Well, we have to hand it to Rep. Lamar Smith: The dude is consistent. Since becoming chair of the House Committee on Science, Space and Technology, the good congressman from San Antonio has been doing his best to use his new subpoena powers to push his anti-climate science views as far as they will go.
Right now, he's got National Oceanic and Atmospheric Administration in his sights. As chair of the House Committee on Science, Space and Technology, Smith recently issued a very interesting subpoena to Kathryn Sullivan, the administrator of the National Oceanic and Atmospheric Administration. Smith asked for a sweeping amount of information from the NOAA, including all documents and communications from NOAA employees about how they work with global temperature data sets, looking at everything from how employees have talked about using satellite data to the monthly press releases on the global temperature that are issued to the public.
So why is Smith suddenly so interested in temperature data sets and NOAA emails? Well, it's because the ardent climate change denier from the 21st Congressional District in Texas is intent on disproving one particular study, "Possible artifacts of data biases in the recent global surface warming hiatus" that was published by Thomas Karl and other colleagues back in June in Science. The study casts doubt on the much vaunted global warming "pause" from 1998 to 2012 that climate deniers like Smith love to bring up when shutting down the notion of climate change. Well, Karl just happens to work at the NOAA as director of the National Centers for Environmental Information.
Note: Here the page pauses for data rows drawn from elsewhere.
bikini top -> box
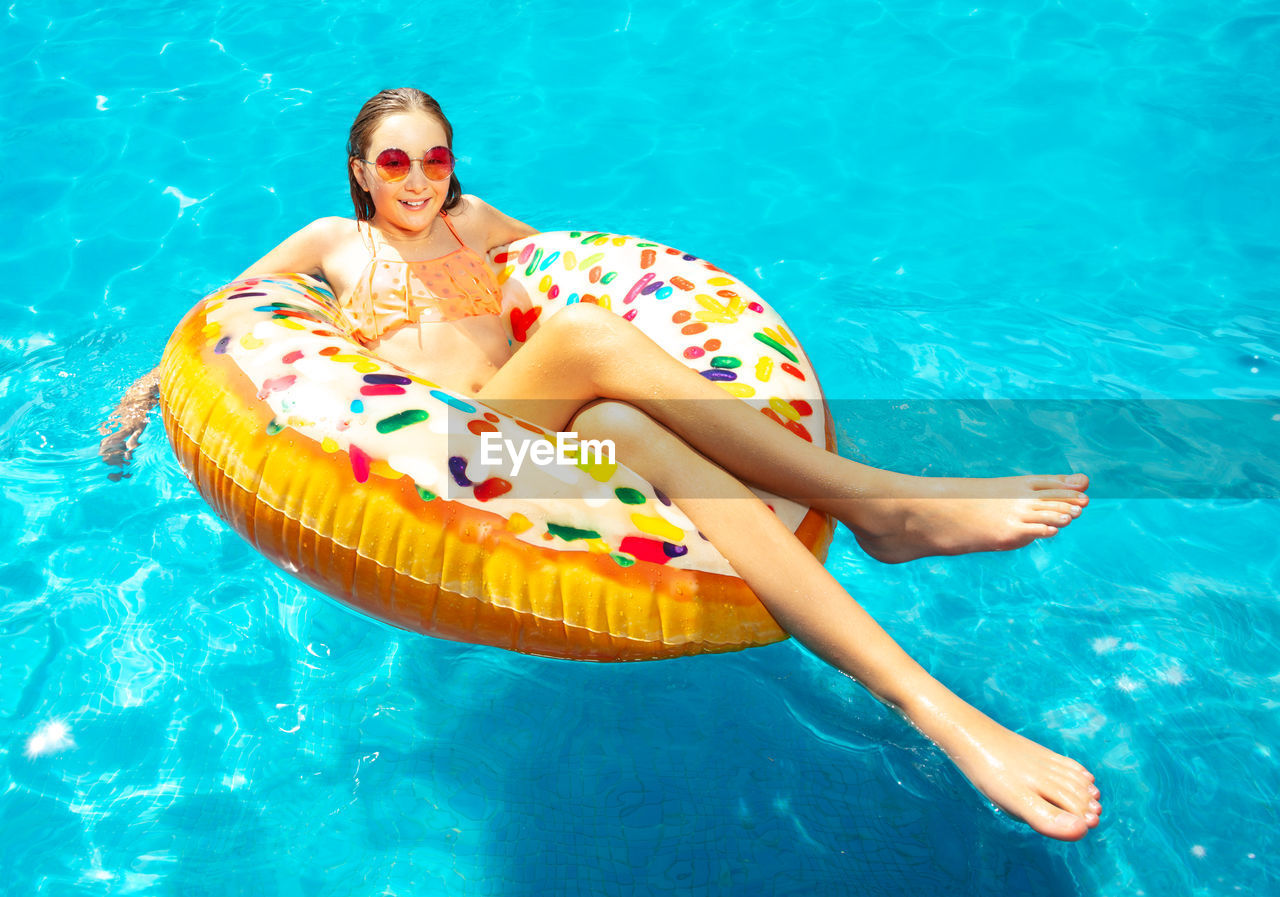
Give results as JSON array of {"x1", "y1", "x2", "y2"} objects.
[{"x1": 343, "y1": 211, "x2": 504, "y2": 343}]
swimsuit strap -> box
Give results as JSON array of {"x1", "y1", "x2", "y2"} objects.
[{"x1": 438, "y1": 210, "x2": 467, "y2": 250}]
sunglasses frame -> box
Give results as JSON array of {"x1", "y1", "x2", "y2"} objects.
[{"x1": 361, "y1": 146, "x2": 456, "y2": 183}]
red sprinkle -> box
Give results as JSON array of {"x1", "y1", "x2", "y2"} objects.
[
  {"x1": 683, "y1": 346, "x2": 705, "y2": 359},
  {"x1": 360, "y1": 384, "x2": 406, "y2": 396},
  {"x1": 474, "y1": 477, "x2": 512, "y2": 502},
  {"x1": 281, "y1": 350, "x2": 303, "y2": 364},
  {"x1": 349, "y1": 444, "x2": 371, "y2": 483},
  {"x1": 618, "y1": 536, "x2": 670, "y2": 565},
  {"x1": 791, "y1": 399, "x2": 813, "y2": 416},
  {"x1": 781, "y1": 362, "x2": 806, "y2": 380}
]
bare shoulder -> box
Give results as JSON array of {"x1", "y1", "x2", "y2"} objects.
[
  {"x1": 236, "y1": 216, "x2": 362, "y2": 282},
  {"x1": 454, "y1": 194, "x2": 538, "y2": 251}
]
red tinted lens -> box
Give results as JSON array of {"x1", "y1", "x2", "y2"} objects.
[
  {"x1": 374, "y1": 148, "x2": 412, "y2": 181},
  {"x1": 422, "y1": 146, "x2": 455, "y2": 181}
]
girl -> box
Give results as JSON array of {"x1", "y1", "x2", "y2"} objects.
[{"x1": 102, "y1": 88, "x2": 1100, "y2": 840}]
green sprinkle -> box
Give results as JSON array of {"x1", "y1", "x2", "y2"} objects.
[
  {"x1": 415, "y1": 486, "x2": 437, "y2": 502},
  {"x1": 601, "y1": 271, "x2": 617, "y2": 284},
  {"x1": 569, "y1": 231, "x2": 582, "y2": 238},
  {"x1": 524, "y1": 247, "x2": 543, "y2": 277},
  {"x1": 610, "y1": 552, "x2": 636, "y2": 568},
  {"x1": 709, "y1": 356, "x2": 742, "y2": 369},
  {"x1": 547, "y1": 522, "x2": 603, "y2": 542},
  {"x1": 376, "y1": 409, "x2": 429, "y2": 434},
  {"x1": 266, "y1": 419, "x2": 284, "y2": 435},
  {"x1": 752, "y1": 332, "x2": 798, "y2": 363},
  {"x1": 614, "y1": 487, "x2": 646, "y2": 505},
  {"x1": 635, "y1": 242, "x2": 657, "y2": 248}
]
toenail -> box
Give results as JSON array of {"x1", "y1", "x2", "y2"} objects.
[{"x1": 1059, "y1": 514, "x2": 1070, "y2": 524}]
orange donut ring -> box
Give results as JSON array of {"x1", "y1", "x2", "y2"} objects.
[{"x1": 160, "y1": 232, "x2": 835, "y2": 660}]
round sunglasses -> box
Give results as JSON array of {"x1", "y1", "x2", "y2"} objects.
[{"x1": 361, "y1": 146, "x2": 455, "y2": 182}]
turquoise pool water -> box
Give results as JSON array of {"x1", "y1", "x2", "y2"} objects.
[{"x1": 3, "y1": 1, "x2": 1278, "y2": 894}]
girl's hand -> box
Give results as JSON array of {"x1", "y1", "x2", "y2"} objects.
[{"x1": 99, "y1": 368, "x2": 160, "y2": 480}]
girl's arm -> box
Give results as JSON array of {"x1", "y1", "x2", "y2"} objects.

First, Smith made three written requests demanding information about Karl's study. The NOAA responded in writing and in personal briefs. But that didn't satisfy Smith and the committee so he upped the ante and subpoenaed records from Sullivan.
The subpoena prompted a biting letter of response from Rep. Eddie Bernice Johnson, a Dallas Democrat who is a ranking member on the House Committee on Science, Space and Technology. In her letter, Johnson says Smith has set out on what she describes as a "fishing expedition" to “harass and second guess our nation’s preeminent research scientists,” and that he’s creating a “baseless conflict.”
Johnson pointed out that the subpoena requests information from the NOAA on the data and methodologies used in the study, despite the fact that the information requested is already accessible to the public. She also noted that Smith's demand letters indicated that the scientific study "was of some consequence and could potentially have an effect on policy decisions" despite the fact that "the issue in question is a scientific research study, not a policy decision by a federal agency." She also noted that neither Smith or his team has enough scientific expertise, in her view, to even assess and interpret what they might get from NOAA.
And she didn't stop there in her letter issued October 23:
"The baseless conflict you have created by issuing the October 13 subpoena is representative of a disturbing pattern in your use of Congressional power since your Chairmanship began. In the past two years and ten months that you have presided as Chairman of the Committee on Science, Space, and Technology you have issued more subpoenas (six) than were issued in the prior 54 year history of the Committee. That prior Committee history is filled with extensive legitimate oversight concerning consequential events — oftentimes quite literally matters of life and death. Yet none of the prior eleven Chairs of our Committee exercised their authority with the degree of partisan brashness as is now the case in our Committee."
Johnson wasn't the only one to get fed up with the subpoena. It was issued on October 13 but the NOAA announced that it won't be complying with the subpoena since the NOAA officials see it as an "overreach." Instead the NOAA officials pointed out that they actually have presented all of this information to the committee and that to comply with the subpoena would be giving up the confidentiality between scientists that helps them do their work, according a letter Coby Dolan, director of NOAA's Office of Legislative and Intergovernmental Affairs, sent Smith on Tuesday. Also, much of the information that has been requested is not only publicly available, but is actually currently available online.
Considering Smith and his staff had trouble grasping some of the things that the NOAA officials presented to them, according to Johnson — she noted in her letter that the "NOAA attempted to explain certain aspects of the methodology about which the Majority was apparently confused" — it's possible the NOAA just decided it was easier to skip complying at all rather than try and go back and explain how the internet works.